Some parts of MCS were notation-heavy. To quote what a professor once wrote on a problem set of mine:
I found myself referring to Wikipedia's glossary of graph theory terms more than a few times when I was making definitions to put into Anki. Not sure if this is measuring a weak section or a really good glossary or something else.
A Note on Printing
A lot of people like printed copies of their books. One benefit of MCS I've put forward is that it's free (as in beer), so I investigated how much printing would cost.
I checked the local print shops and Kinko's online was unable to find printing under $60, a typical price around $70, with the option to burn $85 if I wanted nicer paper.

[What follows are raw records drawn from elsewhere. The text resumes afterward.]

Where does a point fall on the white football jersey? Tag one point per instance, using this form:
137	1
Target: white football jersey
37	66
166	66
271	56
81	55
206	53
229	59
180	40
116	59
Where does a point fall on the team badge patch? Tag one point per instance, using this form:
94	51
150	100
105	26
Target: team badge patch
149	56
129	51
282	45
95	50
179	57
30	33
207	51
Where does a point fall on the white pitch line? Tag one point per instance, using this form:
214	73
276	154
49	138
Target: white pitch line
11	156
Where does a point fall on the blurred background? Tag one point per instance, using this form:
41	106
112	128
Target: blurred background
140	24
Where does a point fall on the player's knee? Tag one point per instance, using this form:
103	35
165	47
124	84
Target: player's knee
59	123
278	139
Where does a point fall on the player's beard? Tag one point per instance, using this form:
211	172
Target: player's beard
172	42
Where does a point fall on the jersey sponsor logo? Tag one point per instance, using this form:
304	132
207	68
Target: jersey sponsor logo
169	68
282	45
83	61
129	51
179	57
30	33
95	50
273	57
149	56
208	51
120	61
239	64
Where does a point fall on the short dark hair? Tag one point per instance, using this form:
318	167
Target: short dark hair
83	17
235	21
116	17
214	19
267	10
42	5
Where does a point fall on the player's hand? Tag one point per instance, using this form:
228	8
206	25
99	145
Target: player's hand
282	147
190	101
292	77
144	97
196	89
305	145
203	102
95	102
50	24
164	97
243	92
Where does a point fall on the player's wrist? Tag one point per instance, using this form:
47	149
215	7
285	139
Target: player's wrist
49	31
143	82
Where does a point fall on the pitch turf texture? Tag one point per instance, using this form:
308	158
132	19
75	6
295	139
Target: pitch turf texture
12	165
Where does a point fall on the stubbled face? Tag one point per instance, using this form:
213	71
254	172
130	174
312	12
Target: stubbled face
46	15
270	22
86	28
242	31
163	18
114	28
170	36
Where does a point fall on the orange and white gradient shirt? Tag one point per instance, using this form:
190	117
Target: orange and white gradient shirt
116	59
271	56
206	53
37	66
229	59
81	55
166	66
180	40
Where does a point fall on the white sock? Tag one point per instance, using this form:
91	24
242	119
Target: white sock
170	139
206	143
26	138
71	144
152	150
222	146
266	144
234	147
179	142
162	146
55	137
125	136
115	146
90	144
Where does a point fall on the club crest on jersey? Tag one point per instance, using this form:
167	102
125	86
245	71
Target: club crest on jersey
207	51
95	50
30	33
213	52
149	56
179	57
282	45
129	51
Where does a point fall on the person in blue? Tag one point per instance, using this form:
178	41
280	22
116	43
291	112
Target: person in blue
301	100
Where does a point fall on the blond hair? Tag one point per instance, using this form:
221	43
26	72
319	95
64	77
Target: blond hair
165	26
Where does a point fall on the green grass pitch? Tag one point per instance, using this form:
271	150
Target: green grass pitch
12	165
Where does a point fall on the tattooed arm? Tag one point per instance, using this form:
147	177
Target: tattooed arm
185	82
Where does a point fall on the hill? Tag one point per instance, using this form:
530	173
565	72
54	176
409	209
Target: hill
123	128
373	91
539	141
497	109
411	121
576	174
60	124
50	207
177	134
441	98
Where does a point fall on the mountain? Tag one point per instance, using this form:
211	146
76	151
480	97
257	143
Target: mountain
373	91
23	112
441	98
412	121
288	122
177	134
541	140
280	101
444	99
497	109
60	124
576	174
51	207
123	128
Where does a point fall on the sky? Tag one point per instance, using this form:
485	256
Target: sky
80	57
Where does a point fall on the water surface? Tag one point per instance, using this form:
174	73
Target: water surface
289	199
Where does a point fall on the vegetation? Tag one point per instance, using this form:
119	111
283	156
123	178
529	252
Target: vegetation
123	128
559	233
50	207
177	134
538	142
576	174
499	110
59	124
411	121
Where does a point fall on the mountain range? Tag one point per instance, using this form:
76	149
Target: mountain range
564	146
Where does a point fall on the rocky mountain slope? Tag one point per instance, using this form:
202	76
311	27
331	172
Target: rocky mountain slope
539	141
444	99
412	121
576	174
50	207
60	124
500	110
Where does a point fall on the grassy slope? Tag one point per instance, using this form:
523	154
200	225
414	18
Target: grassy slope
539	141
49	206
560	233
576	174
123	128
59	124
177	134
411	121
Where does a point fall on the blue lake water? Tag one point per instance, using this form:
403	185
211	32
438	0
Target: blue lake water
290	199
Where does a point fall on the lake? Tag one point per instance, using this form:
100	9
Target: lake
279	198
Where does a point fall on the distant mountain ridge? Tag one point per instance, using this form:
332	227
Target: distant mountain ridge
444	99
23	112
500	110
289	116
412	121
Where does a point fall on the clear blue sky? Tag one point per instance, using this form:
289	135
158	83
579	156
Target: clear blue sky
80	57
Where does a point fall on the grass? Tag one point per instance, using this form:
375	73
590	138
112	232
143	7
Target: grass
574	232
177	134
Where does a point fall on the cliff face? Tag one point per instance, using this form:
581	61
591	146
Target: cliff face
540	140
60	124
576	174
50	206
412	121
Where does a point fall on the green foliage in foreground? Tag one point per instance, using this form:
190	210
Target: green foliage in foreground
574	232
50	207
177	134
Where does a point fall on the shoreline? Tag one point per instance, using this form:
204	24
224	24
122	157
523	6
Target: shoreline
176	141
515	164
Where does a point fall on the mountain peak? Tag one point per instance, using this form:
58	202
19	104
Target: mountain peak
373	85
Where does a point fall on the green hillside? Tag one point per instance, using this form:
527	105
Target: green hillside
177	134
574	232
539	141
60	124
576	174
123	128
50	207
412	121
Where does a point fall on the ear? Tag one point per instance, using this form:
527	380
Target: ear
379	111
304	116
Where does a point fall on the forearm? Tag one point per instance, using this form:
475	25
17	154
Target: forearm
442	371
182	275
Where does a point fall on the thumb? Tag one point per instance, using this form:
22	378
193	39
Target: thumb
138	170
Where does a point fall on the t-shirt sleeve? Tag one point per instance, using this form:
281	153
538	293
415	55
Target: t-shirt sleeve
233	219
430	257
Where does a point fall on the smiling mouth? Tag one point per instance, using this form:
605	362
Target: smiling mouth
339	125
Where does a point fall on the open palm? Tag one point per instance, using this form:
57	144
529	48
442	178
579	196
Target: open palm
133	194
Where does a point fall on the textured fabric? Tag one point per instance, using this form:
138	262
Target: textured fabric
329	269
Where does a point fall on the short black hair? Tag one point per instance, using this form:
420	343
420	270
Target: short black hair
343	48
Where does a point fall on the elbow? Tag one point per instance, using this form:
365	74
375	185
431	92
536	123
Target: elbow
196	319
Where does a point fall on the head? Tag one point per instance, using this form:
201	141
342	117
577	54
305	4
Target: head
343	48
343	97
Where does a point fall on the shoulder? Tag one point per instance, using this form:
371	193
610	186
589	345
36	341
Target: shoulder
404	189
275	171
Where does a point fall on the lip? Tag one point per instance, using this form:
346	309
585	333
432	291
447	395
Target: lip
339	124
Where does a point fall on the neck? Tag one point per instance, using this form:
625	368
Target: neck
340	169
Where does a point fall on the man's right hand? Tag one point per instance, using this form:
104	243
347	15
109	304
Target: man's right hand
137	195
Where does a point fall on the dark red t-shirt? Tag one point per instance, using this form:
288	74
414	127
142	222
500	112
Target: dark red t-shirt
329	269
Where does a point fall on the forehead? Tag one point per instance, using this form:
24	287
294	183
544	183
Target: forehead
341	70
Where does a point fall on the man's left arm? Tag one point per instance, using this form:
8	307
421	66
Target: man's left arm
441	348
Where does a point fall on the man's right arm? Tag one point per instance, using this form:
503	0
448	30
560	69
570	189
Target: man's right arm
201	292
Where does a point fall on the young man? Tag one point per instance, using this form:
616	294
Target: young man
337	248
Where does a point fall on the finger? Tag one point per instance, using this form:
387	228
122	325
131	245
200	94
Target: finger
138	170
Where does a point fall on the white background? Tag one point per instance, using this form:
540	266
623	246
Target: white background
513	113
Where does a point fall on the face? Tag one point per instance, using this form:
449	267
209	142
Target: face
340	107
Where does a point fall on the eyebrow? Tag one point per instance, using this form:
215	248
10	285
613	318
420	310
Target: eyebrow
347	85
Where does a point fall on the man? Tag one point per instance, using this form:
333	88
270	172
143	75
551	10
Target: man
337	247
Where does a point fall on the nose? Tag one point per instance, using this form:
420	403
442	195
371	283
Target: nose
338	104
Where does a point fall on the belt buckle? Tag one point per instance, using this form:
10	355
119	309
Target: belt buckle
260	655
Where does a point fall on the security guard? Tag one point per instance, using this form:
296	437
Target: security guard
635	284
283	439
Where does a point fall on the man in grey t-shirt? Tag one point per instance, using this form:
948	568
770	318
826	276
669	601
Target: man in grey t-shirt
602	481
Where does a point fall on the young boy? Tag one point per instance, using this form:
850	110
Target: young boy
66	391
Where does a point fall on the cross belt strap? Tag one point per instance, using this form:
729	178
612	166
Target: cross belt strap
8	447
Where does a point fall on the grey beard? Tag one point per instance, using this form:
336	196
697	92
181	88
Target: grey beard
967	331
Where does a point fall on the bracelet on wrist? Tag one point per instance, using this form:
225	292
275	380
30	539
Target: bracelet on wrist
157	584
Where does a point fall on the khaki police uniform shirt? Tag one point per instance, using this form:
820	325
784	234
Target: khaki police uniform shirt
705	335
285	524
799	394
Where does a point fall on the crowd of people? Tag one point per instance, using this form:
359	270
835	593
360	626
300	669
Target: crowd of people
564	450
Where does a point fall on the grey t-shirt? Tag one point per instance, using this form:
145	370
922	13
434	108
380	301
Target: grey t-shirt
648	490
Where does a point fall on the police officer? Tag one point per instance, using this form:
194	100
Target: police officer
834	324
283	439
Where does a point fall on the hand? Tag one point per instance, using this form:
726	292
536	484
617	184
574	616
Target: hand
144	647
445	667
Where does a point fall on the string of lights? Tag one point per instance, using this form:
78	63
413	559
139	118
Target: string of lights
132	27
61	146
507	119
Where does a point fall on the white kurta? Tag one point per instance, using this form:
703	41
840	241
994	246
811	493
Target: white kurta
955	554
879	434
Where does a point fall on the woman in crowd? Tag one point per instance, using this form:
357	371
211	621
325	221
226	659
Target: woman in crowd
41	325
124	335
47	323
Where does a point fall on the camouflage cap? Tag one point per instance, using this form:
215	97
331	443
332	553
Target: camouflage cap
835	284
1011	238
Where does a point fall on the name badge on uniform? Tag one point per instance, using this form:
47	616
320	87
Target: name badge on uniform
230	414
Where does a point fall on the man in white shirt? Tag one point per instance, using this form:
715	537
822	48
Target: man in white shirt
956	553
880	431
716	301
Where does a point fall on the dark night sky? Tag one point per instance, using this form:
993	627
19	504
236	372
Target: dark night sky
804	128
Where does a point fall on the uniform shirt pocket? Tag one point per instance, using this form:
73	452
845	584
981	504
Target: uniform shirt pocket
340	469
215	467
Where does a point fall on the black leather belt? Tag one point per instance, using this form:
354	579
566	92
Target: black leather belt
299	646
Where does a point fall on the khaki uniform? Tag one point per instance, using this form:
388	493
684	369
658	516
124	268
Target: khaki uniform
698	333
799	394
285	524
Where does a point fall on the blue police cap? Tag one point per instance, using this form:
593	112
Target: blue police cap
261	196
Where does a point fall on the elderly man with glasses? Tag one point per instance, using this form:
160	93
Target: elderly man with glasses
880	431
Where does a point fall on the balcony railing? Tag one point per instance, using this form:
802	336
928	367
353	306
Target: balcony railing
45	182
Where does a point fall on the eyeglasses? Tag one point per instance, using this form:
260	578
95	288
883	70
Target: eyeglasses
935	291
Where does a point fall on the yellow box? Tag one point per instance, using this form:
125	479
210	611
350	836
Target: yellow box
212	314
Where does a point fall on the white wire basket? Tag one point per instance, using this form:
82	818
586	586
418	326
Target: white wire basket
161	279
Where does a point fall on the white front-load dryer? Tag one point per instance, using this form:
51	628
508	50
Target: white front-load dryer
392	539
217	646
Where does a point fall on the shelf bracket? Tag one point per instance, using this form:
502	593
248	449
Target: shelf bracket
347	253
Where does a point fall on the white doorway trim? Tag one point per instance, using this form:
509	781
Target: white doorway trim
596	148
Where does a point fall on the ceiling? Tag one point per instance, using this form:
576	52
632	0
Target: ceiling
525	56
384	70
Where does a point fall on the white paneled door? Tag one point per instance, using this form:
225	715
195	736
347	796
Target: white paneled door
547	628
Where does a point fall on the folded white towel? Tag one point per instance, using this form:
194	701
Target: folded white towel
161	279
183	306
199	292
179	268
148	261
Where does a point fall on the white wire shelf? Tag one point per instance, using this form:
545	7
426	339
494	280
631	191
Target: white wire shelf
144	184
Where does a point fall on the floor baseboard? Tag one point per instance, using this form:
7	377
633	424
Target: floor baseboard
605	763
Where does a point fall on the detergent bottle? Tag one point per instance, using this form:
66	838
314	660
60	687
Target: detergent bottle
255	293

This was more than I had expected and between ⅓ and ½ (ish) the price of Rosen or Epp.
Personally, I think printing is counterproductive, since the PDF has clickable links.
Final Thoughts
Despite sharing first names, I am not Richard Stallman. I prefer the license on MCS to the license on its competitors, but I wouldn't recommend it unless I thought the text itself was superior. I would recommend baby Rudin (nonfree) over French's Introduction to Real Analysis; Hoffman and Kunze's Linear Algebra (nonfree) over Jim Hefferson's Linear Algebra; and Epp over 2010!MCS. The freer the better, but that consideration is trumped by the quality of the text. When you're spending >100 hours working out of a book that provides foundational knowledge for the rest of your life, ~$150 and a loss of freedom is a price many would pay for better quality.
Eliezer writes:
Rosen is in its seventh edition. Epp is in its fourth edition and Concrete Mathematics its second. The earliest copy of MCS I've happened across comes from 2004. Near as I can tell, it is improved every time the authors go through the material with their students, which would put it in its 25th edition.
And you know what? It's just going to keep getting better faster than anything else.
Acknowledgements
Thank you to Gram Stone for reviewing drafts of this review.